Without access to a central server, for example, SMEs can share information and work through the cloud. Various software packages are on offer but a tech stack means having a mix of them which will integrate fully.
It is no use operating with a cloud-based app if it cannot display the software you already commonly use, such as Microsoft PowerPoint or Apple’s Keynote, for example. A tech stack must work seamlessly in the cloud among all software components.
#2 Don’t rely on one software solution
It can be tempting to try and shoehorn everything that goes on in an SME into just one or two software solutions. However, you cannot operate like this for long. Not everything can be conveyed via email just as not all communications should take place in video conferencing software.
SMEs, like larger organisations, need a blend of communication and processing tools that replicate the office environment as much as possible. Small businesses that only operate with one or two systems will inevitably create problems for themselves down the line as their limitations start to become apparent.
#3 Plan for the long haul
When buying software for a small business that will enable these to carry on working in a socially distanced world, it might be tempting to opt for the lowest cost option. Although this could be a financial necessity for some, future-proofing your software investments will be better in the longer-term.

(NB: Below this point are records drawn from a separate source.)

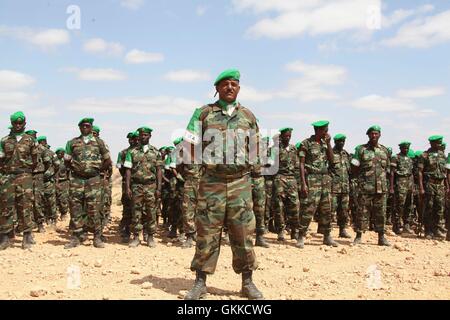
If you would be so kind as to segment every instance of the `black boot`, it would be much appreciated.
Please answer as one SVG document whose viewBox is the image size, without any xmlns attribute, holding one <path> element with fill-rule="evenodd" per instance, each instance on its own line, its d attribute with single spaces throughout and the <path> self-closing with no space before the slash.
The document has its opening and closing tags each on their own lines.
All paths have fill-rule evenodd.
<svg viewBox="0 0 450 320">
<path fill-rule="evenodd" d="M 441 230 L 436 229 L 436 231 L 433 234 L 433 239 L 435 239 L 435 240 L 444 240 L 445 239 L 445 234 L 442 233 Z"/>
<path fill-rule="evenodd" d="M 323 235 L 323 244 L 331 247 L 338 247 L 339 244 L 333 240 L 333 237 L 329 232 Z"/>
<path fill-rule="evenodd" d="M 206 292 L 206 273 L 203 271 L 197 271 L 194 286 L 184 296 L 184 300 L 199 300 L 206 294 Z"/>
<path fill-rule="evenodd" d="M 284 230 L 281 230 L 280 232 L 278 232 L 278 241 L 284 241 Z"/>
<path fill-rule="evenodd" d="M 149 234 L 149 235 L 147 236 L 147 245 L 148 245 L 150 248 L 154 248 L 154 247 L 156 246 L 156 243 L 155 243 L 155 240 L 153 239 L 153 235 L 152 235 L 152 234 Z"/>
<path fill-rule="evenodd" d="M 9 245 L 10 245 L 10 242 L 9 242 L 8 234 L 6 234 L 6 233 L 0 234 L 0 251 L 7 249 L 9 247 Z"/>
<path fill-rule="evenodd" d="M 96 248 L 104 248 L 105 244 L 102 241 L 102 232 L 96 231 L 94 234 L 94 247 Z"/>
<path fill-rule="evenodd" d="M 450 241 L 450 229 L 447 231 L 447 237 L 445 238 L 446 241 Z"/>
<path fill-rule="evenodd" d="M 242 295 L 249 300 L 261 300 L 263 294 L 255 286 L 252 280 L 252 271 L 246 271 L 242 273 Z"/>
<path fill-rule="evenodd" d="M 64 249 L 72 249 L 78 247 L 81 244 L 77 234 L 73 234 L 70 238 L 70 242 L 64 245 Z"/>
<path fill-rule="evenodd" d="M 389 247 L 391 244 L 384 237 L 384 232 L 378 232 L 378 245 Z"/>
<path fill-rule="evenodd" d="M 183 249 L 186 248 L 192 248 L 192 246 L 194 246 L 194 235 L 192 234 L 187 234 L 186 235 L 186 241 L 183 242 L 183 244 L 181 245 L 181 247 Z"/>
<path fill-rule="evenodd" d="M 355 240 L 353 240 L 353 244 L 361 244 L 361 242 L 362 242 L 361 238 L 362 238 L 362 233 L 361 232 L 357 232 Z"/>
<path fill-rule="evenodd" d="M 339 238 L 350 239 L 351 236 L 347 233 L 345 227 L 339 227 Z"/>
<path fill-rule="evenodd" d="M 411 227 L 409 226 L 408 223 L 405 223 L 405 225 L 403 226 L 403 232 L 407 233 L 407 234 L 413 234 L 414 232 L 411 230 Z"/>
<path fill-rule="evenodd" d="M 128 243 L 128 246 L 130 248 L 136 248 L 140 244 L 141 244 L 141 241 L 139 240 L 139 233 L 135 233 L 133 235 L 133 240 L 130 240 L 130 242 Z"/>
<path fill-rule="evenodd" d="M 31 237 L 31 231 L 24 232 L 23 233 L 23 239 L 22 239 L 22 249 L 30 249 L 33 245 L 32 237 Z"/>
<path fill-rule="evenodd" d="M 269 244 L 266 242 L 266 239 L 264 239 L 262 234 L 257 234 L 256 235 L 255 246 L 256 247 L 269 248 Z"/>
<path fill-rule="evenodd" d="M 44 228 L 44 224 L 43 223 L 39 223 L 38 224 L 38 232 L 39 233 L 44 233 L 45 232 L 45 228 Z"/>
<path fill-rule="evenodd" d="M 298 235 L 297 243 L 295 246 L 299 249 L 303 249 L 305 247 L 305 237 L 301 234 Z"/>
</svg>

No one knows how long the world will have to deal with the contagion and even whether old modes of working will return once it is defeated.
Therefore, the smart thing to do is to opt for a software stack that doesn’t just meet emergency conditions but will help to transition to new working practice in the middle and long-term, too.
#4 Invest in time management software
One of the things that worry many SME owners is that they no longer have the tools they need to monitor their staff. It becomes harder to assign tasks, to see who is performing well and who is logged on but not being very productive. With time management software as a part of your stack, this becomes much less of an issue. With remote worker management software, you can keep on top of the hours employees are putting in even if they are working outside of normal office hours. It will also allow managers and team leaders to monitor performance as well as who might be overdoing it and potentially heading for an unwanted burnout due to overwork.
#5 Trial freeware wherever possible
Something else that puts small business owners off investing in what would otherwise be enabling technology is the cost of the software. This is much more of an acute issue for SMEs with tighter margins than it is for bigger businesses.
That said, lots of software for small businesses is scalable these days, so you can purchase only the licenses you need to match your current demands.
Equally, many SME-focussed software packages available today offer free trial periods. This will allow you to assess whether it is right for you in your stack before committing any financial resources to invest in it.